Microsoft Copilot Context Window Token Limits and Memory

Graziano Stefanelli
Sep 30
4 min read

Microsoft Copilot functions across productivity apps in Microsoft 365, developer environments such as GitHub Copilot Chat, consumer web and mobile apps, and custom solutions built in Copilot Studio. Each of these contexts has different behavior when it comes to context windows, token handling, and memory. In late 2025, Microsoft has published practical guidance for document length and file grounding, clarified token capacities in GitHub Copilot, and introduced memory features that separate personalization from conversation history.

·····

.....

How context windows work in Microsoft 365 Copilot.

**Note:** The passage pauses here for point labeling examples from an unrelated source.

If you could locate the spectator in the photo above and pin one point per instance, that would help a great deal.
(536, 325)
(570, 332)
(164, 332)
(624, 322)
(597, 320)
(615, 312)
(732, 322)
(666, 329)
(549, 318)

In Microsoft 365 Copilot, there is no single published token number. Instead, Microsoft provides usage guidance expressed in pages and word counts. For summarization and referencing, Copilot can process documents up to about 300 pages or 1.5 million words. For rewriting tasks, the recommended limit is 3,000 words. These thresholds help ensure that results remain accurate and complete, as very long documents may degrade response quality.

In SharePoint authoring, Microsoft advises that individual rich text blocks be kept under 3,000 words, even though the editor itself allows more, because Copilot’s processing quality drops with larger inputs. This shows that practical context management is defined by functional guidance rather than raw token capacity.

·····

.....

File grounding and retrieval constraints.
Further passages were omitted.